Paradoxical TB-IRIS is a clinical entity frequently encountered when ART is initiated in HIV and TB co-infected patients. Understanding of this phenomenon is particularly relevant for HIV clinics in South East Asia and Africa where many patients with active TB enter ART programs [1, 7].
Retrospective and prospective studies have reported that 7- 43% of patients with HIV-TB co-infection develop IRIS . The frequency of TB-IRIS among patients starting ART during ATT in our series (12.6%) is within this range. Our cases developed IRIS a median of 15 days after starting ART (IQR 15–36) (Table 2), which is similar to that reported by other authors. In most patients, TB-IRIS is seen to develop within the first 2–6 weeks [3, 7–10], though symptoms can occur as early as five days after starting ART. Case reports describing development of TB-IRIS after the first three months of ART initiation are infrequent .

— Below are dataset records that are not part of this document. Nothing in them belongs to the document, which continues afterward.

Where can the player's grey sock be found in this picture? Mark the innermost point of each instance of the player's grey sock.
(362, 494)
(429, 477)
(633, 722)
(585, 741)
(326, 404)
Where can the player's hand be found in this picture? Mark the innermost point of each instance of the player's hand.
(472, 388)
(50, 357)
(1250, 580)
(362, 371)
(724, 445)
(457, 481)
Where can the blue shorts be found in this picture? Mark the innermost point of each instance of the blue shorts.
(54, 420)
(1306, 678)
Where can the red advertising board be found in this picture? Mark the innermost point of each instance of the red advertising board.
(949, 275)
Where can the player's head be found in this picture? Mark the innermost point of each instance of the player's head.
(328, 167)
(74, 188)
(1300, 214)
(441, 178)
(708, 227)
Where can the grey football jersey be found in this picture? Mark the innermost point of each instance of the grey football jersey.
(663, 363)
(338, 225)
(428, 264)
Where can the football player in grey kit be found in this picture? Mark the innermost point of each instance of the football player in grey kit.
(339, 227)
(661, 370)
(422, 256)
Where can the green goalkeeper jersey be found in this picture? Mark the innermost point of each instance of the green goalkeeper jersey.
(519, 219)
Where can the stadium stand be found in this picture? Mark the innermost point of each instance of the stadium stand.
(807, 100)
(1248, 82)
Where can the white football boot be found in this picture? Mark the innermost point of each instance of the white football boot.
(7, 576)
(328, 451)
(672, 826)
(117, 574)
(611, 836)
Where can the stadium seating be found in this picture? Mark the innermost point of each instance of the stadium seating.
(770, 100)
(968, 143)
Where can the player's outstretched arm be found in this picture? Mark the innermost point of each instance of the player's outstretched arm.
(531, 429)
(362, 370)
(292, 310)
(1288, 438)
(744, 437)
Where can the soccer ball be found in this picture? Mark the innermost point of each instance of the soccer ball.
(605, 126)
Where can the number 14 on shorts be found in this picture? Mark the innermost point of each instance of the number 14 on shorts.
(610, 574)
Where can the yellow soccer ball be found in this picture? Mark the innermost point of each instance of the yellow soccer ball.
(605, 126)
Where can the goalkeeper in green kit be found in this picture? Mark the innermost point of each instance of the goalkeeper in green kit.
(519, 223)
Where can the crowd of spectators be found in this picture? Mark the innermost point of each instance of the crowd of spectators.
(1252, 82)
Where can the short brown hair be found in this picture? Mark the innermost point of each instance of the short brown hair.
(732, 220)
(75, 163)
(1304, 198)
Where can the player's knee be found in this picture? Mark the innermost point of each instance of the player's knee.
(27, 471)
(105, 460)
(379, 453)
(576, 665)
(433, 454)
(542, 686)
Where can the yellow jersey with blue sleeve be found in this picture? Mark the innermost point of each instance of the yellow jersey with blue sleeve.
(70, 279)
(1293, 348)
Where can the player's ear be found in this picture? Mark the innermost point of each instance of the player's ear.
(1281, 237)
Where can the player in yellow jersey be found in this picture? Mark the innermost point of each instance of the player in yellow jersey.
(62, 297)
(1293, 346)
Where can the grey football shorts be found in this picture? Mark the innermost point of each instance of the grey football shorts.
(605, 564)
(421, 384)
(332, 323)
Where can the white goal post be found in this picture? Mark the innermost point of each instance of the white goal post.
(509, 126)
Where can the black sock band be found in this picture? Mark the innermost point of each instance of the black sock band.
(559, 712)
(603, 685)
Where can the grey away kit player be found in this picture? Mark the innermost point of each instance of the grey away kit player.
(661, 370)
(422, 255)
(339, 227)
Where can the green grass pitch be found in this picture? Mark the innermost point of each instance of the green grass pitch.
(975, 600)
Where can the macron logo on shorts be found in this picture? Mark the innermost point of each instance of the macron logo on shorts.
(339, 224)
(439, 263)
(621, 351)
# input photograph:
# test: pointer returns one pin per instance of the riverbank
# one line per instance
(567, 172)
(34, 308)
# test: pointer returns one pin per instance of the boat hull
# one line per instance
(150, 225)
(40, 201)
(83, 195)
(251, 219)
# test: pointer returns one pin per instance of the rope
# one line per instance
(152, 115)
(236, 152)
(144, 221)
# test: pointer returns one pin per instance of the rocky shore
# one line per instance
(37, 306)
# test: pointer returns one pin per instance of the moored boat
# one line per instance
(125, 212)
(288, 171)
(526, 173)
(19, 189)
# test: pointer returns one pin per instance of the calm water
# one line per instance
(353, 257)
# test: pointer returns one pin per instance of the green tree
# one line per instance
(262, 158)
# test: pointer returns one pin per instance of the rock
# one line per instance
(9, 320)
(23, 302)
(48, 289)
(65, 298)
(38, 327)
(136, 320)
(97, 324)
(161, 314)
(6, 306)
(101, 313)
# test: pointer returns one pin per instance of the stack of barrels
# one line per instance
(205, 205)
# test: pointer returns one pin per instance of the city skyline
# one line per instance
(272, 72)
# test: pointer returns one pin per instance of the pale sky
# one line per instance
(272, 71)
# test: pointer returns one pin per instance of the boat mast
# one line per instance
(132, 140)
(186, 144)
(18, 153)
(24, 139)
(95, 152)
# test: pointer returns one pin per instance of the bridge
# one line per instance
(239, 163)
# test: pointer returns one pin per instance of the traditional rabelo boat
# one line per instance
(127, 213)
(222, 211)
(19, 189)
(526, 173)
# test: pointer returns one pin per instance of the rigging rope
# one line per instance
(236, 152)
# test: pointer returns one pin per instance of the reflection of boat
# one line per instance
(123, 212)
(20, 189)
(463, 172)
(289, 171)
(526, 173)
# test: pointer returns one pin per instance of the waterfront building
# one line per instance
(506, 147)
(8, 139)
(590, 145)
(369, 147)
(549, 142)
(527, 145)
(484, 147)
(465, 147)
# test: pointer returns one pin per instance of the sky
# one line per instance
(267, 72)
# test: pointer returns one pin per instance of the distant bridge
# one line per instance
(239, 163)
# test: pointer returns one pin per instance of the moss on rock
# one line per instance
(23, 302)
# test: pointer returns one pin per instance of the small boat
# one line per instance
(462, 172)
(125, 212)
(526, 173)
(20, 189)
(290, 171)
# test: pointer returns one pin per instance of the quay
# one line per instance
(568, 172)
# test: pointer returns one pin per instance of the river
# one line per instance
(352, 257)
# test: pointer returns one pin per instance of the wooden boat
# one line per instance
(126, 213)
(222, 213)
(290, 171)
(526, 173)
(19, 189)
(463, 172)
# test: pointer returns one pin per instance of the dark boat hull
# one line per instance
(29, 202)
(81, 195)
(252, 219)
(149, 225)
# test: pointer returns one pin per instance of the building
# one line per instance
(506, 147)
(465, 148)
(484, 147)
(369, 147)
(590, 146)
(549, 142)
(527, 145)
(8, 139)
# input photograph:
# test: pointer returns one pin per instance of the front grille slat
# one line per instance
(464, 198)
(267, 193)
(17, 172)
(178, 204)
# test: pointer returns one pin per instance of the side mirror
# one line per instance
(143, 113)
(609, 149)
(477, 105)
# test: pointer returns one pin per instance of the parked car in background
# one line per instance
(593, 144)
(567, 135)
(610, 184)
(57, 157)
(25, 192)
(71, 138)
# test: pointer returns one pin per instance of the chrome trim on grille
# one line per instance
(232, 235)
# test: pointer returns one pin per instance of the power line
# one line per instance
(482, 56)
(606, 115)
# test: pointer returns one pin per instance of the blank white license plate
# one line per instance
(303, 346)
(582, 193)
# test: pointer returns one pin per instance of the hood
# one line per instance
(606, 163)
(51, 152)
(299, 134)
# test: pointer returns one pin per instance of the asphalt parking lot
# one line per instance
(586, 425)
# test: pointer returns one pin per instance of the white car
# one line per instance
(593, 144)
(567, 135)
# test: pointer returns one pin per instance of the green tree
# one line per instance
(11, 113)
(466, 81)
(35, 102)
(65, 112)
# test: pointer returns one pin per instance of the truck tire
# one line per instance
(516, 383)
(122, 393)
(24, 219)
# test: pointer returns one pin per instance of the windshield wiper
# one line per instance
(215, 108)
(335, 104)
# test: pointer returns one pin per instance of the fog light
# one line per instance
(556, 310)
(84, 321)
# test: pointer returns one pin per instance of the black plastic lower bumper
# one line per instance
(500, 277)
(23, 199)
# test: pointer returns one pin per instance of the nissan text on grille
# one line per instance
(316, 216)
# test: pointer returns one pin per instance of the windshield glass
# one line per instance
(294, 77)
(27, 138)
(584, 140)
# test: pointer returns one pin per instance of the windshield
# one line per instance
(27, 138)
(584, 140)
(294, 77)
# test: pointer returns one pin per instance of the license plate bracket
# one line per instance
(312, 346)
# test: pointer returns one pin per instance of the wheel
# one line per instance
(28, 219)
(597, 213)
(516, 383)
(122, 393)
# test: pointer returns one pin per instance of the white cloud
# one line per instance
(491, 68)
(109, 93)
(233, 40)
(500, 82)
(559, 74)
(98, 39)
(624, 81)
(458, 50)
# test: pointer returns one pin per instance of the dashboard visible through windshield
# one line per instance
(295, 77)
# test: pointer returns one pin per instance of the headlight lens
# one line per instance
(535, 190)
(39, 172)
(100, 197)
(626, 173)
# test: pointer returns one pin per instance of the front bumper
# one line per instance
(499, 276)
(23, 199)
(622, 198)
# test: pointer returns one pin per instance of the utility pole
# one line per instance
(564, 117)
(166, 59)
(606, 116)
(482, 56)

Baseline CD4 T cell counts or CD4 T cell recovery after six months of ART were not different between patients who developed TB-IRIS and those who did not. Earlier studies from South India  and Thailand  report similar findings. However, there are cohort studies from South Africa [7, 13] which report a definite association of development of TB-IRIS with low baseline CD4 counts. The reason for this difference is not clear. It may be a reflection of the overall low CD4 counts of the cohort of HIV-TB cases in this analysis.
In our study from North India, we report serious neurologic and pulmonary manifestations of IRIS, with poor outcomes in patients with extensive and disseminated disease. Neurological disease following initiation of ART due to inflammation associated with previously subclinical M. tuberculosis infection in the central nervous system (CNS) is of particular concern . In this study, we report 4 cases (31%) of meningitis TB-IRIS. They were receiving ATT for extensive TB disease, but had no evidence of CNS involvement at time ART initiation. Following development of meningitis, all four patients were hospitalized and received steroids, but three died. The mean CD4 cell count of three meningitis patients who died was higher as compared to the other two paradoxical TB IRIS patients who died (99 vs.34 cells/μl). The published literature on CNS TB IRIS is mostly restricted to a few case reports [14, 15]. A recent prospective case series from South Africa by Pepper et al, with a larger sample size (190 cases of TB IRIS) has reported neurologic TB-IRIS in 23 (12%) cases where also meningitis was the most common manifestation, followed by tuberculoma and myeloradiculopathy. In their study, Pepper et al also describe a low (70%) six month survival for neurologic TB-IRIS cases .
Working under program conditions, our study was limited by non-availability of plasma viral loads. Also the sample size was inadequate to define risk factors for TB IRIS or draw statistical inferences in general. However it is a precise retrospective review of data, especially outcome data, from a referral TB hospital which cares for TB patients referred from all over north India.
In conclusion, similar to other regions of the world, paradoxical TB-IRIS is a frequent problem during concomitant ATT and ART in HIV-TB co infected patients from northern India and mostly occurs during the initial weeks of ART. Meningitis is a potentially life threatening manifestation of TB-IRIS. Future studies in areas with high prevalence of M. tuberculosis infection should therefore address the issue of how patients at risk of developing paradoxical CNS TB-IRIS might be identified.